Artista, curador e poeta, Adolfo Caboclo traz a irreverência e a profundidade de seus versos inéditos para a coluna luso-brasileira da Geração de 20. Confira!

A coluna Poema-Ponte, espaço de encontro e travessia entre as poesias de Brasil e Portugal, apresenta nesta edição a obra de Adolfo Caboclo. Nascido em São Paulo em 1986, Caboclo é artista, curador e poeta. Atualmente, está cursando o doutorado no Colégio das Artes da Universidade de Coimbra e atua como pintor residente no Ateliê Fábrica. Sua trajetória inclui a curadoria de diversos projetos expositivos, a criação do Sarau das Flores e da Revista Baleia, bem como a participação no coletivo Pescada nº 5.
Poema-Ponte: três poemas de Adolfo Caboclo:
Sete lares
Decidi ser pirata,
navego com a maré
– nu ou com a gravata –
e bebo rum de café.
Crânio no estandarte,
me expresso sem pudor.
Não falo mais de arte
e nem quero ser doutor.
Acabaram meus versos,
rasguei todo caderno,
não me sinto perverso
e um tanto fraterno.
Uso bota de couro,
namoro na areia,
vou atrás de tesouro
e fujo da sereia.
No cinza ou na mata,
só quero o profundo.
Decidi ser pirata,
o mais livre do mundo!
Ladeira
Ela sobe toda a ladeira,
com o caos, bem ali nas costas.
E se sente bem pouco certeira,
divaga pensando em apostas.
Mas morre, de alguma maneira,
enquanto não sabe o que gosta.
Descansa, lá naquela cadeira,
daquele banquete: indisposta.
Esbarra no mito que foi dito,
nisso entende que errou a mão.
Feriu com navalha em conflito.
Perdeu-se banhada na ilusão
luziu vela torta, lá no rito
Enquanto subia, escorregão.
Poema do coração cansado
E se eu não aguentar a distância?
E bater o pé no chão,
como era na infância.
Ou me amargurar como um velhote,
incomodado com mosquito, na fila do pão.
Ser um camisola nove sem rebote;
Um pugilista nas cordas, crucificado;
Um motorista na noite, embriagado;
Um carpinteiro sem martelo e serrote.
E se eu morrer mesmo de amor?
Minha família vai chorar
e se quer teria doutor
pra tentar me ressuscitar.
Os meus quadros vão guardar
e eu nunca mais vou te encontrar.
E se o meu coração exausto parar?
Iria ser uma história de cinema,
em que você não conhecerá Ipanema.
Até mesmo o bom Pai parará de dançar.
Vai colocar a mão no bolso.
A revista Baleia teria a edição "Caboclo".
Com o coração desligado,
meu corpo sem vida e malandragem,
cairá aos pés de Nossa Senhora da Boa Viagem.

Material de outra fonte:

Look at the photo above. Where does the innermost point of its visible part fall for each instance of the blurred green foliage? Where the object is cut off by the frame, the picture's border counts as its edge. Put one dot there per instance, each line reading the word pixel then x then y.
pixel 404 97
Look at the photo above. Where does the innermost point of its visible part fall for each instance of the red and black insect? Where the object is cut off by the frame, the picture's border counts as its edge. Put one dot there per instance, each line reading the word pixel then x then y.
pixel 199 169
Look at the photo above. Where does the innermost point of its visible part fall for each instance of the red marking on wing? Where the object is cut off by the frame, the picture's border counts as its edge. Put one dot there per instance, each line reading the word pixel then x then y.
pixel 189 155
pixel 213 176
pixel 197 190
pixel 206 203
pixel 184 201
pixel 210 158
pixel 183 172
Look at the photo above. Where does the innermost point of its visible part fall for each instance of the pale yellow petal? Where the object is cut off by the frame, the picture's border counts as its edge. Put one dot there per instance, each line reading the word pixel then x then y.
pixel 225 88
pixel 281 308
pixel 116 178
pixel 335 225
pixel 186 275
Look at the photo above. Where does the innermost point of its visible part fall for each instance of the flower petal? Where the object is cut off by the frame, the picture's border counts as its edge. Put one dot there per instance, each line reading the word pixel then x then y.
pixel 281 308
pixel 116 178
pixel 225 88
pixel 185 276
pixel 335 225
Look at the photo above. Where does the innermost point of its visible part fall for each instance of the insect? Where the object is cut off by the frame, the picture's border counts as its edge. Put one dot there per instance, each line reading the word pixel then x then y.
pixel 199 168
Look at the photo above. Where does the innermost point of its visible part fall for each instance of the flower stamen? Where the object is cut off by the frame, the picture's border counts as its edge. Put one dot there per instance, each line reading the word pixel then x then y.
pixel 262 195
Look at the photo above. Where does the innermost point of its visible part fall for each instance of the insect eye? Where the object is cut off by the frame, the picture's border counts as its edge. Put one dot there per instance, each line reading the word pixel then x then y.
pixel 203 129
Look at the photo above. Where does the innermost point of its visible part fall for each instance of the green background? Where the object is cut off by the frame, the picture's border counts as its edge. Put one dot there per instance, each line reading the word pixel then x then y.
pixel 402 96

Meu primo ficará com minha guitarra.
O Manoel com o cavalete;
Dona Célia com o cacto;
Jaqueline com a biblioteca.
Se o meu peito parar de bater,
mesmo que seja por alguns minutos,
nunca teremos nossos miúdos!
E apesar de voar para alguma constelação,
eu só queria morar no infinito desse seu coração.
(Todos os poemas são inéditos)
A Poema-Ponte é uma coluna quinzenal dedicada à poesia luso-brasileira, com curadoria do poeta português Pedro Albuquerque e edição do poeta brasileiro Dee Mercês. A cada edição, a coluna apresenta poetas emergentes ou com trajetórias mais consolidadas de ambos os países, fortalecendo o intercâmbio literário.